Stacie Cassarino (’97 & Visiting Assistant Professor of English and American Literatures) is the author of the poetry collection Zero at the Bone (2009), which received the Lambda Literary Award and the Audre Lorde Award, and a critical work, Culinary Poetics and Edible Images in Twentieth-Century American Literature (2018). She was awarded the 92Y “Discovery”/The Nation prize. Her poems have appeared in Poetry Northwest, Agni, Crazyhorse, Gulf Coast, the New Republic, and elsewhere. She lives in Vermont with her three daughters and teaches at Middlebury College.

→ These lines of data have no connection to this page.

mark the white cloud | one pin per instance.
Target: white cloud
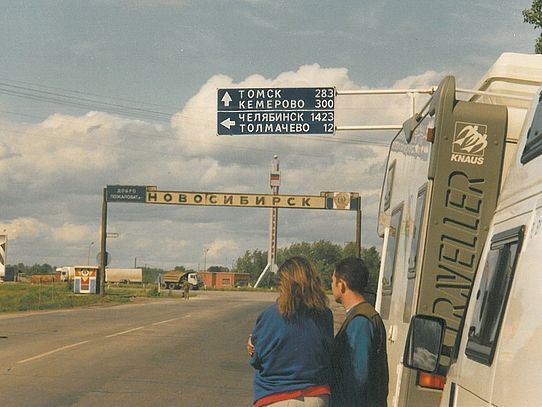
(56, 170)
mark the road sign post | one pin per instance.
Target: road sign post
(258, 111)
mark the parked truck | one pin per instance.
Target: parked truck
(496, 358)
(176, 279)
(443, 179)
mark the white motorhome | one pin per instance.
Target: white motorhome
(497, 362)
(443, 178)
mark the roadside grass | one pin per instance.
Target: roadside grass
(26, 296)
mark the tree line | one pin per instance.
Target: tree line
(323, 255)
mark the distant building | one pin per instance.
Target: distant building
(224, 279)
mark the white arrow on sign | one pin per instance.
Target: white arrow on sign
(227, 123)
(226, 99)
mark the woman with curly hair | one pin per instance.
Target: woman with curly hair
(290, 346)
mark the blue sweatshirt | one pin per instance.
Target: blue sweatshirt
(291, 355)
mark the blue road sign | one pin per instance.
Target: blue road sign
(252, 111)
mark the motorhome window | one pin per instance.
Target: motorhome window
(389, 261)
(389, 186)
(492, 295)
(533, 145)
(413, 258)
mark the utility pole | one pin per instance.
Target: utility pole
(274, 183)
(205, 259)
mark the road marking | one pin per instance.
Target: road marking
(52, 351)
(167, 320)
(125, 332)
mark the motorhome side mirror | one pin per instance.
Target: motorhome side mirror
(424, 343)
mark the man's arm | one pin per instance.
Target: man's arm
(360, 336)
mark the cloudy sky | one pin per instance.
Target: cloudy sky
(103, 92)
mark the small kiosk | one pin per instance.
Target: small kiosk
(84, 281)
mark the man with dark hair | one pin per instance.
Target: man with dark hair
(359, 359)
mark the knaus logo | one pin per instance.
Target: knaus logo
(470, 142)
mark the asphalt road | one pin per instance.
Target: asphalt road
(166, 352)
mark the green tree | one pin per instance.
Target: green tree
(534, 16)
(323, 255)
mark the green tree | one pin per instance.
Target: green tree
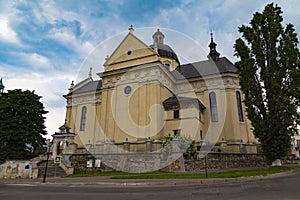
(21, 124)
(270, 79)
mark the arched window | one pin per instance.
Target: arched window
(83, 118)
(213, 107)
(167, 65)
(239, 105)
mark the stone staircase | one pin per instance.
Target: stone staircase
(54, 170)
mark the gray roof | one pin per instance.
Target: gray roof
(177, 101)
(90, 87)
(204, 68)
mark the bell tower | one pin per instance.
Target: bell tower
(1, 87)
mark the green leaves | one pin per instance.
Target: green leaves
(269, 77)
(21, 124)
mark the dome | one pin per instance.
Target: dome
(162, 49)
(165, 51)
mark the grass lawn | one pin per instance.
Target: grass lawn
(166, 175)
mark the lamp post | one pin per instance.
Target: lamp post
(48, 145)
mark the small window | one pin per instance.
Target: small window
(213, 107)
(239, 106)
(176, 114)
(176, 133)
(167, 65)
(83, 118)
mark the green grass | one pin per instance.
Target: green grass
(169, 175)
(228, 174)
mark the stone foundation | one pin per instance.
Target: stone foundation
(225, 161)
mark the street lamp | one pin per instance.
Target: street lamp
(48, 145)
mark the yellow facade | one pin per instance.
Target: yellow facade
(133, 100)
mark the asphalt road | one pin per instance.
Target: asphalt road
(279, 187)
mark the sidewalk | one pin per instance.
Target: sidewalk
(106, 181)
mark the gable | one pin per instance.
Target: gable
(131, 51)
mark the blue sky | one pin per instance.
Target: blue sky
(44, 43)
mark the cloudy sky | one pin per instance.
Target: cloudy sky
(43, 44)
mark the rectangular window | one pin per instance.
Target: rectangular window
(176, 114)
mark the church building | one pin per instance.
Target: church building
(145, 94)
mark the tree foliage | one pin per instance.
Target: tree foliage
(21, 124)
(270, 79)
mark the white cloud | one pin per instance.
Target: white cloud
(67, 38)
(7, 34)
(33, 60)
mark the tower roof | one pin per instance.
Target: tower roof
(1, 86)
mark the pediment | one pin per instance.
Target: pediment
(131, 51)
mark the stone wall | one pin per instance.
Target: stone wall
(225, 161)
(20, 168)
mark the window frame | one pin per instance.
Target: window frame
(83, 118)
(239, 106)
(213, 107)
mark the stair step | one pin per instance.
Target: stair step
(53, 170)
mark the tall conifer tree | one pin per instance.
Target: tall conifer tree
(21, 124)
(270, 79)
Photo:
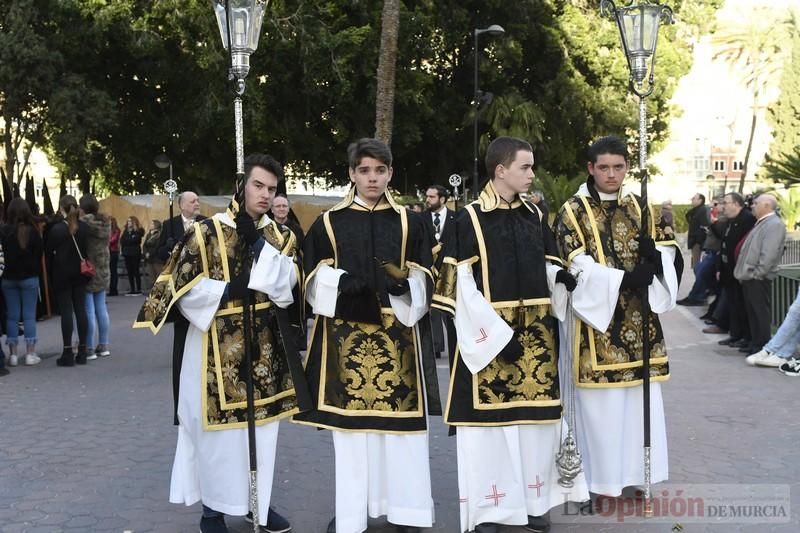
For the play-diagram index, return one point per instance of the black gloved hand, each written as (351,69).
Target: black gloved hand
(397,287)
(647,248)
(640,277)
(246,228)
(350,284)
(237,287)
(513,351)
(566,279)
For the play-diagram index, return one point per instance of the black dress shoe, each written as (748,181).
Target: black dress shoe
(213,525)
(538,524)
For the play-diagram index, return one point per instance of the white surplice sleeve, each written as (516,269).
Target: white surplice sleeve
(200,304)
(274,275)
(322,290)
(595,297)
(558,292)
(481,333)
(413,305)
(663,292)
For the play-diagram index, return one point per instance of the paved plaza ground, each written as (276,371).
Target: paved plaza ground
(90,448)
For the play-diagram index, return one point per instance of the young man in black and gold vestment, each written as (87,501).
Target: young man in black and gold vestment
(598,233)
(205,280)
(369,284)
(504,284)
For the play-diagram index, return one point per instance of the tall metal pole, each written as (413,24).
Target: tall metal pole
(476,105)
(638,50)
(644,231)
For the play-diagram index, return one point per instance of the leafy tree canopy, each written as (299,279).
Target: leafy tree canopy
(114,83)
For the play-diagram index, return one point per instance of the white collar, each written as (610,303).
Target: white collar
(225,218)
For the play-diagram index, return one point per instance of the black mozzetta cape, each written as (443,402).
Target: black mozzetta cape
(506,246)
(365,376)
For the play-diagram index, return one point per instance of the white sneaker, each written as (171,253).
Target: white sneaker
(765,358)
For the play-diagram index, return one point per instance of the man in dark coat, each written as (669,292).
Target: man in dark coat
(172,229)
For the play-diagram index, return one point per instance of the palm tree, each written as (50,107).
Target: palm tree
(785,170)
(384,94)
(757,51)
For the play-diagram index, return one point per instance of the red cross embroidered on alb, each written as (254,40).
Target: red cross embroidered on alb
(495,495)
(538,486)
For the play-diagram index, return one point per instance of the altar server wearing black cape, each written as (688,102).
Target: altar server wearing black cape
(370,358)
(505,286)
(205,280)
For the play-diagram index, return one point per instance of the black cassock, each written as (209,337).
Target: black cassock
(506,246)
(366,370)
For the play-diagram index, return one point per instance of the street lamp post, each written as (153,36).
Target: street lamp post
(638,26)
(239,23)
(162,161)
(477,98)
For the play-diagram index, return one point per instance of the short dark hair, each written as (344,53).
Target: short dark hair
(610,144)
(736,197)
(267,162)
(440,190)
(367,147)
(503,151)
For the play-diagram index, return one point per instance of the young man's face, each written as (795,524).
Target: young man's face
(609,172)
(190,204)
(371,177)
(433,200)
(280,208)
(730,207)
(259,191)
(518,176)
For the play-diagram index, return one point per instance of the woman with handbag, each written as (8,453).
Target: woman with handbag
(22,246)
(99,230)
(70,271)
(131,246)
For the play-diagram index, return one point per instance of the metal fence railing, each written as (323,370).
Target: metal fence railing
(784,292)
(791,253)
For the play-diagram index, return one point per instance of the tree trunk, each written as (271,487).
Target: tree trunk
(384,95)
(749,143)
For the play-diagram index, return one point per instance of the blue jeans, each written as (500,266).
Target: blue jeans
(96,308)
(785,341)
(704,277)
(21,296)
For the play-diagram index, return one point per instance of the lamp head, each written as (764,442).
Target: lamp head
(239,23)
(638,27)
(494,30)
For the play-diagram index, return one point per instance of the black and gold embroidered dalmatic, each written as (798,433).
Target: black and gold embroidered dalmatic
(506,246)
(212,250)
(607,231)
(362,376)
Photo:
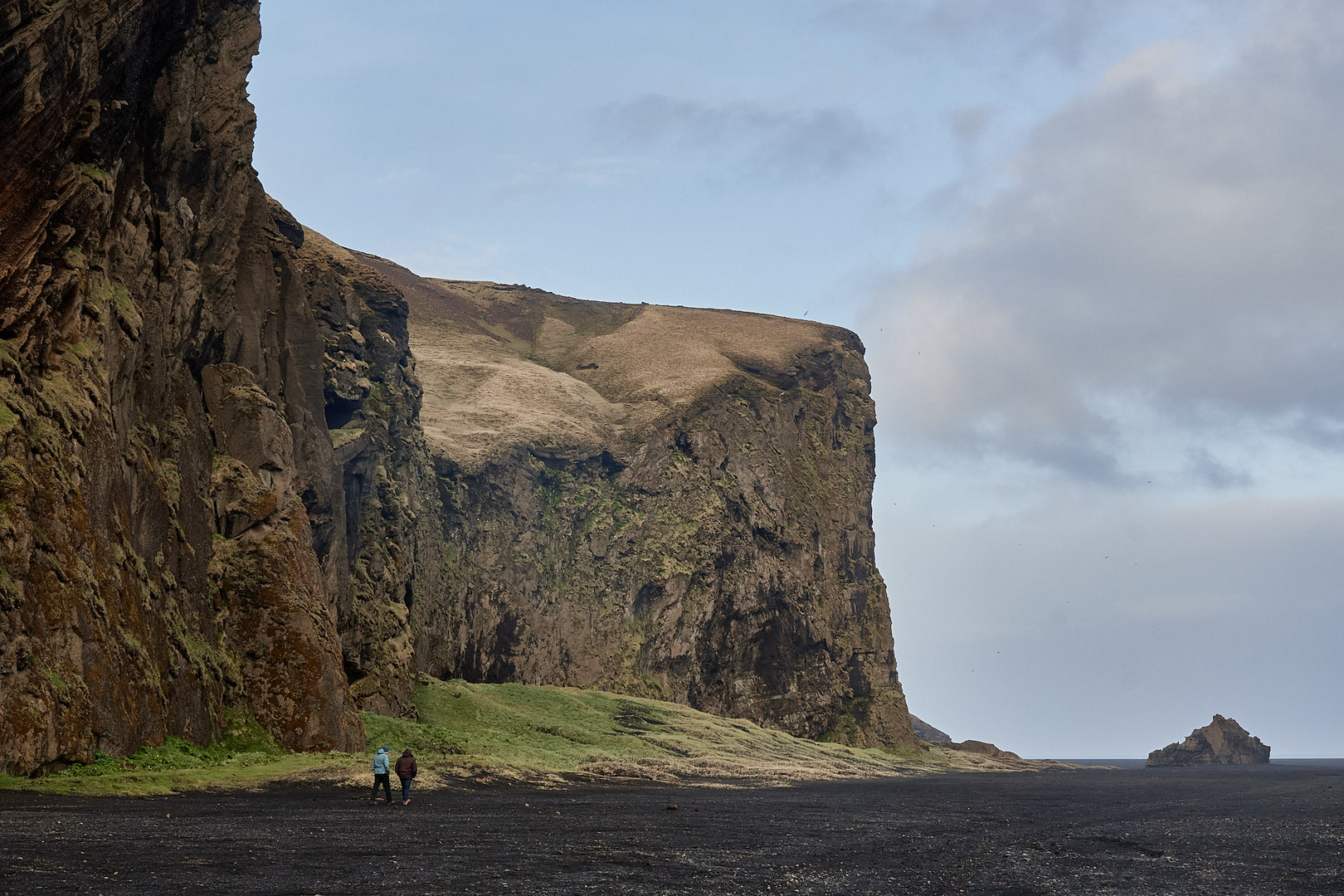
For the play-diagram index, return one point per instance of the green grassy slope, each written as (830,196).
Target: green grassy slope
(514,733)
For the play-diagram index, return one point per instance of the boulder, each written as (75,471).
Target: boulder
(1220,743)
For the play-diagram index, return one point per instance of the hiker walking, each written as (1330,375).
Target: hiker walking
(407,770)
(382,776)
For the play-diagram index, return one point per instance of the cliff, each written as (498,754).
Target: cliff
(1220,743)
(175,547)
(665,501)
(218,500)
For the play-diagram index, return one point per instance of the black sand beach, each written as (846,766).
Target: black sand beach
(1246,830)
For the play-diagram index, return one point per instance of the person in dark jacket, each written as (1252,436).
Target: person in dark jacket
(381,776)
(407,770)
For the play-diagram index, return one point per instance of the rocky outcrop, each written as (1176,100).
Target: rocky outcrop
(173,533)
(1220,743)
(218,494)
(665,501)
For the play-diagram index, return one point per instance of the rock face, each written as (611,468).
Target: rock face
(175,543)
(928,733)
(217,496)
(665,501)
(1220,743)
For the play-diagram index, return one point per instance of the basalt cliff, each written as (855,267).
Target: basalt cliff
(1220,743)
(246,473)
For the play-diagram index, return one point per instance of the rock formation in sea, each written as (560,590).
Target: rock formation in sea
(219,497)
(1220,743)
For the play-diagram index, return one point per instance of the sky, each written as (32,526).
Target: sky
(1093,250)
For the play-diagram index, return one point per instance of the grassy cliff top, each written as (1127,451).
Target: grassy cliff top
(513,366)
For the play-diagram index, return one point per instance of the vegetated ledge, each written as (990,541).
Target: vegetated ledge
(524,735)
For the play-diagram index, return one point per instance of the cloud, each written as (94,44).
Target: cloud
(528,176)
(1170,250)
(791,141)
(1097,631)
(1062,28)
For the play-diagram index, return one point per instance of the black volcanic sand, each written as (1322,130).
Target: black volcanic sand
(1185,830)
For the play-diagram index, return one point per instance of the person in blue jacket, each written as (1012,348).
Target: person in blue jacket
(382,776)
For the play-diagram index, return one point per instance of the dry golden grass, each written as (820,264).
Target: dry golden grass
(509,366)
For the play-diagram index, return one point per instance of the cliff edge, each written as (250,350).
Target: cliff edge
(665,501)
(219,496)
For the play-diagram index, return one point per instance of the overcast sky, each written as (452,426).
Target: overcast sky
(1096,251)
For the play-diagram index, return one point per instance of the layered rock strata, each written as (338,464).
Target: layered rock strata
(1220,743)
(665,501)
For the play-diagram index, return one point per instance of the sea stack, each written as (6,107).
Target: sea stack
(1220,743)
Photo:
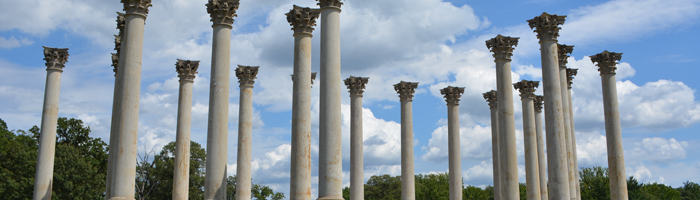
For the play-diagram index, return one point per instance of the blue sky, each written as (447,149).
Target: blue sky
(434,42)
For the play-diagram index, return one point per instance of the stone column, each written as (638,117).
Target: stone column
(502,48)
(356,85)
(613,131)
(186,70)
(330,164)
(246,77)
(532,174)
(222,13)
(406,91)
(302,21)
(129,80)
(491,97)
(570,73)
(113,136)
(55,62)
(547,28)
(541,156)
(452,95)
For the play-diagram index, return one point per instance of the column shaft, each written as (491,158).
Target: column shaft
(129,77)
(217,131)
(181,173)
(330,179)
(47,140)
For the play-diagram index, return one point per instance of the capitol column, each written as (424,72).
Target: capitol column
(613,131)
(222,13)
(406,91)
(532,176)
(452,95)
(491,97)
(246,77)
(186,70)
(330,164)
(129,80)
(502,48)
(356,85)
(541,156)
(547,28)
(570,73)
(302,21)
(56,59)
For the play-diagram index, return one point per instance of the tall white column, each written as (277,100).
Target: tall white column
(129,80)
(187,71)
(222,13)
(302,21)
(246,77)
(502,48)
(406,91)
(564,51)
(491,97)
(356,85)
(570,73)
(55,62)
(613,131)
(330,164)
(541,157)
(532,174)
(547,28)
(452,95)
(113,136)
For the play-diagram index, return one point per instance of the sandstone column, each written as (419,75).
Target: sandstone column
(356,85)
(532,174)
(452,95)
(563,51)
(113,141)
(330,164)
(502,48)
(406,91)
(186,70)
(613,131)
(541,157)
(246,77)
(302,21)
(547,29)
(491,97)
(570,73)
(222,13)
(129,80)
(55,62)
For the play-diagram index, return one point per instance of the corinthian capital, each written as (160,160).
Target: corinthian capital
(356,85)
(606,61)
(186,69)
(539,103)
(547,26)
(452,94)
(570,73)
(55,58)
(502,46)
(137,6)
(222,11)
(302,19)
(527,88)
(490,97)
(406,90)
(247,75)
(329,3)
(564,51)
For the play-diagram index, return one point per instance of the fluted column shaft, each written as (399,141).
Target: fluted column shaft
(330,165)
(547,28)
(55,60)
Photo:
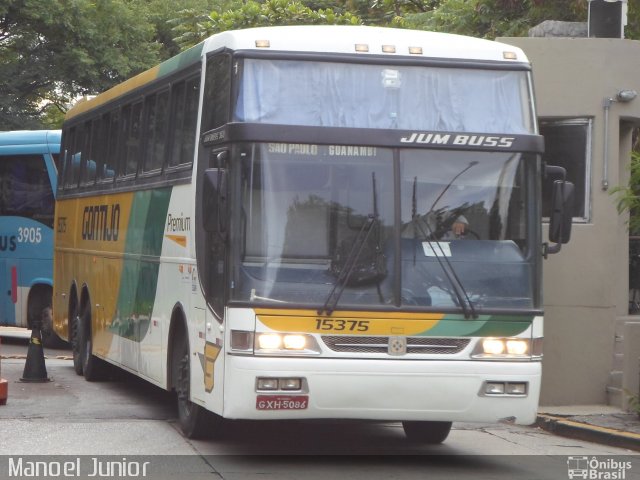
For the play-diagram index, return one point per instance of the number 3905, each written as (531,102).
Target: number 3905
(29,235)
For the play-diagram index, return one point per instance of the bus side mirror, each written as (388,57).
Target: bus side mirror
(562,199)
(214,200)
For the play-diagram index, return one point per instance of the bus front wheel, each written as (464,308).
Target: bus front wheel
(427,432)
(93,368)
(195,421)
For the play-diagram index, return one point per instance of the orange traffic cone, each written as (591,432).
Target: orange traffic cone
(4,389)
(34,368)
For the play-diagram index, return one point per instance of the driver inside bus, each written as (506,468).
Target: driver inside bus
(436,225)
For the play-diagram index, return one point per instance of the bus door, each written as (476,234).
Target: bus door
(7,304)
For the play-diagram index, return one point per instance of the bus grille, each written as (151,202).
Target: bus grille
(416,345)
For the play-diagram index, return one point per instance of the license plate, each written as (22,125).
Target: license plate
(282,402)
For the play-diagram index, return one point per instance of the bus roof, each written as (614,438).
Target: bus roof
(40,138)
(339,39)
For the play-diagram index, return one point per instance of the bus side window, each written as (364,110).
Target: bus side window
(91,149)
(133,140)
(108,170)
(215,106)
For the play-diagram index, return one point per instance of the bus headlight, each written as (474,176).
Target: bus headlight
(507,349)
(287,343)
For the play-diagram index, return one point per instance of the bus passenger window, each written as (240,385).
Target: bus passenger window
(133,140)
(184,109)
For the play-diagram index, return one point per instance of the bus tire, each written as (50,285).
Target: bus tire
(39,311)
(195,421)
(74,337)
(427,432)
(93,368)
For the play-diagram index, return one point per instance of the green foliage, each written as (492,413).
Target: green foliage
(492,18)
(195,27)
(56,50)
(628,198)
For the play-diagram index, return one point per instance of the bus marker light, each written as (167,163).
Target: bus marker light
(517,347)
(519,388)
(290,384)
(493,346)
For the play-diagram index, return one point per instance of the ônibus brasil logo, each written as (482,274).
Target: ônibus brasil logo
(597,469)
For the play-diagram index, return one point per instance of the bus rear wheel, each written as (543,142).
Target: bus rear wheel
(427,432)
(75,340)
(93,368)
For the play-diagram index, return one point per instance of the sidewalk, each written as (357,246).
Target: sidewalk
(594,423)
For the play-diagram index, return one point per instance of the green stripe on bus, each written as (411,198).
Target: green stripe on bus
(483,326)
(140,275)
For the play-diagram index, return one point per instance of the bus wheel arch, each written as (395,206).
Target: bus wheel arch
(194,420)
(93,368)
(426,432)
(39,305)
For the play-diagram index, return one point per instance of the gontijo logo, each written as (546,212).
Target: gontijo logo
(101,222)
(427,138)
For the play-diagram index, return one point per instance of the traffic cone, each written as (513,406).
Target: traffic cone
(4,388)
(34,368)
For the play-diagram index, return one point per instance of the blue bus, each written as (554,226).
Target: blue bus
(28,180)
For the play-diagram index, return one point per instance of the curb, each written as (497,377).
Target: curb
(592,433)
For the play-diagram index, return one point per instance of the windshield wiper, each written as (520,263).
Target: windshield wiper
(351,262)
(441,257)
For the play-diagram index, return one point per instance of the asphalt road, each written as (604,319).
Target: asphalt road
(125,422)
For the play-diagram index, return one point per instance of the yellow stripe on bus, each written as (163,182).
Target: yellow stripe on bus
(348,323)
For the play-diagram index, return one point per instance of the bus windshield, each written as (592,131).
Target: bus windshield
(368,226)
(333,94)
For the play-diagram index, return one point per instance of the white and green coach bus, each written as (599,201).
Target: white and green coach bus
(313,222)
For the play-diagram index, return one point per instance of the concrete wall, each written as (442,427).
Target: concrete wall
(586,284)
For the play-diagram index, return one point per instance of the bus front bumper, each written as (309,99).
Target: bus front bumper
(394,390)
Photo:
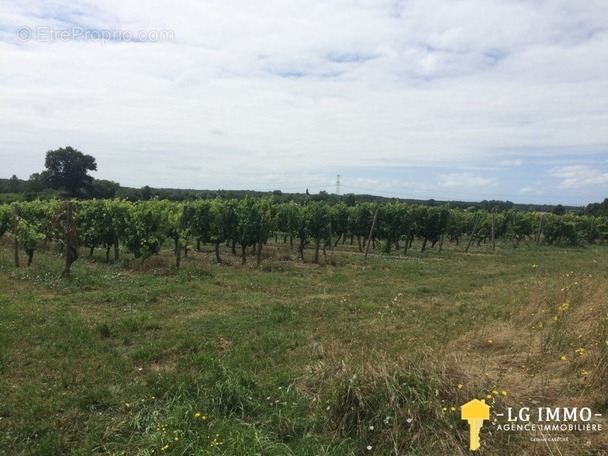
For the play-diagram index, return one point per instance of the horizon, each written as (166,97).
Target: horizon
(418,100)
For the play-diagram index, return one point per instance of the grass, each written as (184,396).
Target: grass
(352,357)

Richard Hawley (’67), a writer of fiction, poetry, and literary nonfiction, has published more than thirty books and monographs. His work has appeared in the New York Times, the Atlantic, American Film, Commonweal, America, Orion, the New England Journal of Medicine, the Christian Science Monitor, and others.  He is the former headmaster of University School in Cleveland and the founding president of the International Boys Schools Coalition. For ten years he taught fiction and nonfiction writing at the Bread Loaf Writers’ Conference.

Matthew Wilson (’22), who just graduated from Middlebury with a degree in English & American Literatures, grew up in East Burke, Vermont, where he attended Burke Mountain Academy as an elite Alpine ski racer. His work to date is grounded in place and person, weaving together the physical and psychological experience of growing up in the Northeast Kingdom. In the future, he intends to apply to MFA programs where he will develop a keener sense of language and expand his writer’s mind.  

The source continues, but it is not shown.